The yolk contains all the nutrition a chick embryo needs to develop to hatching, so that’s not an issue for birds inside a double-yolked egg. The problem is that two embryos need twice as much oxygen as one, and their growing bodies cause the egg to lose water faster. The pores of an eggshell are designed to provide oxygen intake for one developing chick. And as they grow, each bird blocks the other from properly filling the available space.
There are two ways a double-yolked egg can form. The hen may ovulate two eggs at once, or she may ovulate properly but one yolk gets stuck in the oviduct longer than usual. When she ovulates next, the second yolk moves down with the first yolk, and both end up together where the shell is formed. A case where this seems to have happened in the wild was in 1981, when an unhatched Peregrine Falcon egg from Greenland was examined as part of a study on pesticides. The egg was both longer and wider than a normal Peregrine egg; its volume 35 percent larger. Inside this double-yolked egg were two dead embryos, one that had died at about 24 days of development, the other at 22 days, so both had reached the fourth quarter of incubation. The younger embryo was more deteriorated and decomposed. The researchers believed that after this embryo’s death, decomposition polluted the egg enough to kill the other embryo.

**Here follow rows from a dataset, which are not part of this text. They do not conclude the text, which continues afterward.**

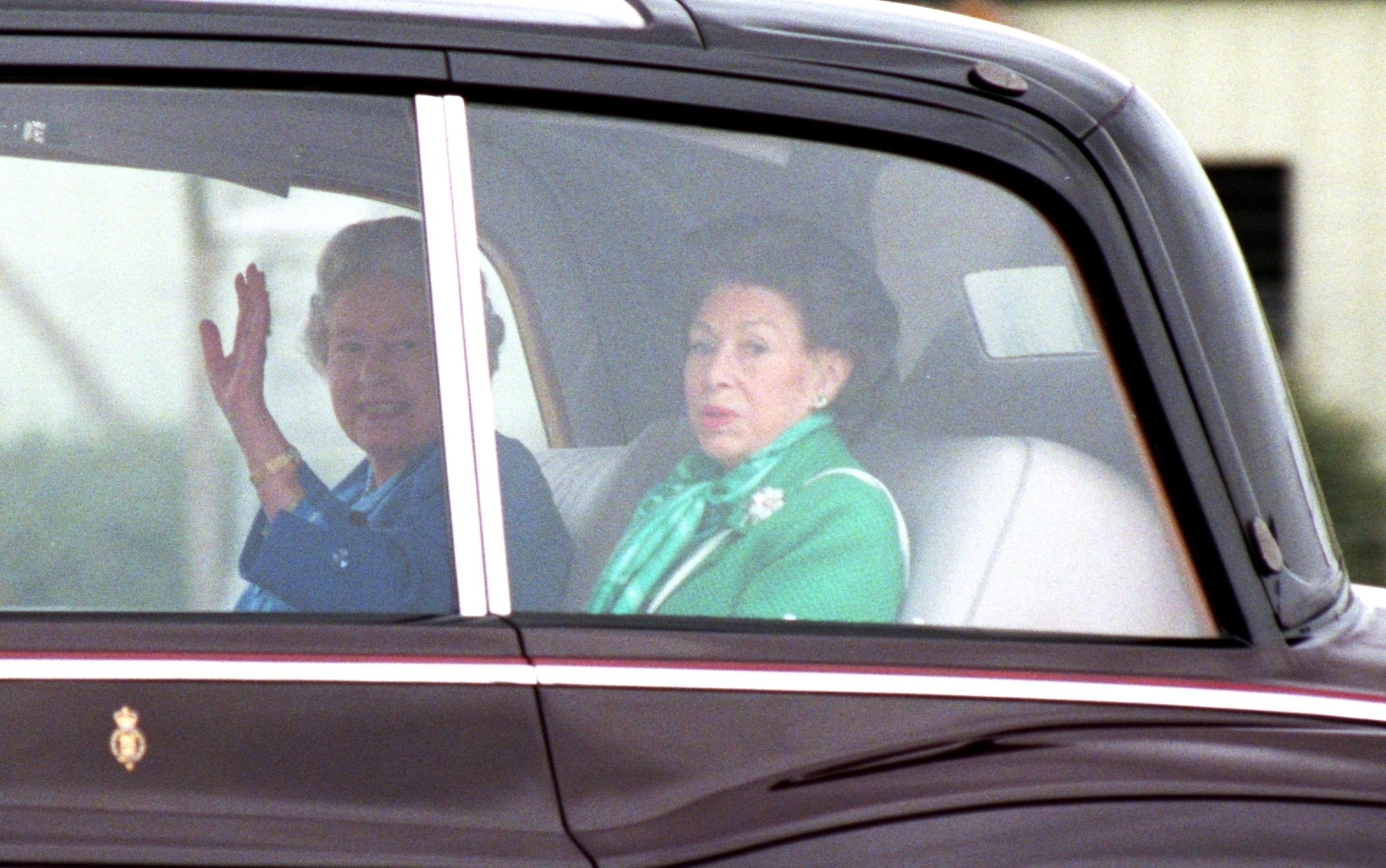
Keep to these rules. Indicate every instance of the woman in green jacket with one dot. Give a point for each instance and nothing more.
(793, 335)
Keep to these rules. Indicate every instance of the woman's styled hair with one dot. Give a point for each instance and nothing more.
(372, 250)
(836, 291)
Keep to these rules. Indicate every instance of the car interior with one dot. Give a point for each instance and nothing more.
(1010, 445)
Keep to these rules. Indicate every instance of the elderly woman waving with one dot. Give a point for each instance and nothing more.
(380, 540)
(771, 516)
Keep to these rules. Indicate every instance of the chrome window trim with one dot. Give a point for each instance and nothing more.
(449, 238)
(703, 676)
(616, 14)
(477, 361)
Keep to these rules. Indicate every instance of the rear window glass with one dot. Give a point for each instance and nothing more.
(788, 380)
(135, 411)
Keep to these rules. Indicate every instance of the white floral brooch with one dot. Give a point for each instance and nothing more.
(764, 504)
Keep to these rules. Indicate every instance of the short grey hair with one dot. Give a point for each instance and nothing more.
(372, 250)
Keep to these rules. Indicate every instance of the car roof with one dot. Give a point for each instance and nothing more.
(868, 35)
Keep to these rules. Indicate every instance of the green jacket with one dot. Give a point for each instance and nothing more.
(833, 551)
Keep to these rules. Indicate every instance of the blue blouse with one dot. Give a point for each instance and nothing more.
(389, 550)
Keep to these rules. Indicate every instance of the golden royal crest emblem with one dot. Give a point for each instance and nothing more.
(128, 743)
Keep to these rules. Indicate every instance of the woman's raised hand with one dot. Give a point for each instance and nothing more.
(239, 378)
(239, 385)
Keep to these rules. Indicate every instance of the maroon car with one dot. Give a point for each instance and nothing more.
(514, 595)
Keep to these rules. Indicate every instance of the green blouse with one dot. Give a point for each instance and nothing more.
(825, 542)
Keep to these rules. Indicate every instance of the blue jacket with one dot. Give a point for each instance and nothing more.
(396, 554)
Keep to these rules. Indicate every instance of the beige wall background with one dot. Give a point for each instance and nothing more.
(1300, 82)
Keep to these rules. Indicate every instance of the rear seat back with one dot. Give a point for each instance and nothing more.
(1022, 533)
(1006, 533)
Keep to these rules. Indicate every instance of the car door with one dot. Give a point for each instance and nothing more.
(147, 716)
(1084, 626)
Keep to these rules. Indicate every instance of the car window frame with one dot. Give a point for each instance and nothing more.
(435, 169)
(1023, 153)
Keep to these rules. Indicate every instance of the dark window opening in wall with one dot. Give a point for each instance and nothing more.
(1256, 198)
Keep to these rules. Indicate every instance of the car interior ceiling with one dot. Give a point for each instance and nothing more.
(588, 231)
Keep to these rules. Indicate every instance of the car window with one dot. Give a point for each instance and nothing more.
(138, 215)
(804, 381)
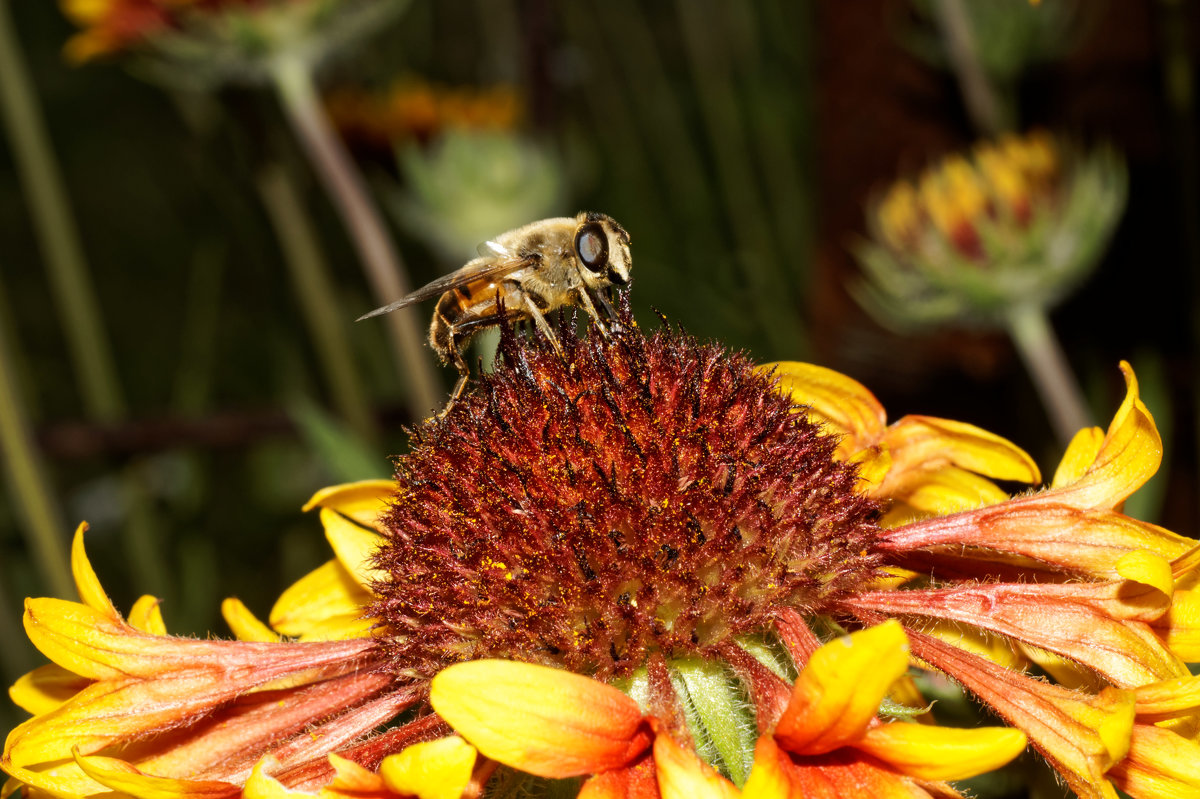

Besides that poor doomed Peregrine egg, there are a handful of known cases of twin embryos in the wild. American Goldfinches, Song Sparrows, and Brown Thrashers have produced twin embryos. There are also several known cases of embryo twins in waterfowl, but only because such a large number of duck and goose eggs have been studied for various reasons--fewer than a half of a percent of examined wild waterfowl eggs have had twin embryos. Interestingly, in several cases the twins weren’t the fraternal twins associated with double yolks, but identical twins, caused when a single fertilized ovum, or yolk, divides into two separate individuals. One 1974 study which included both wild waterfowl eggs and duck eggs inside temperature-controlled chambers found that cold temperatures before incubation could lead to this kind of twinning. None of the embryos in this study survived to hatching.
So twins are possible but unlikely in the world of wild birds. Those grocery store eggs with two yolks are genuine rarities.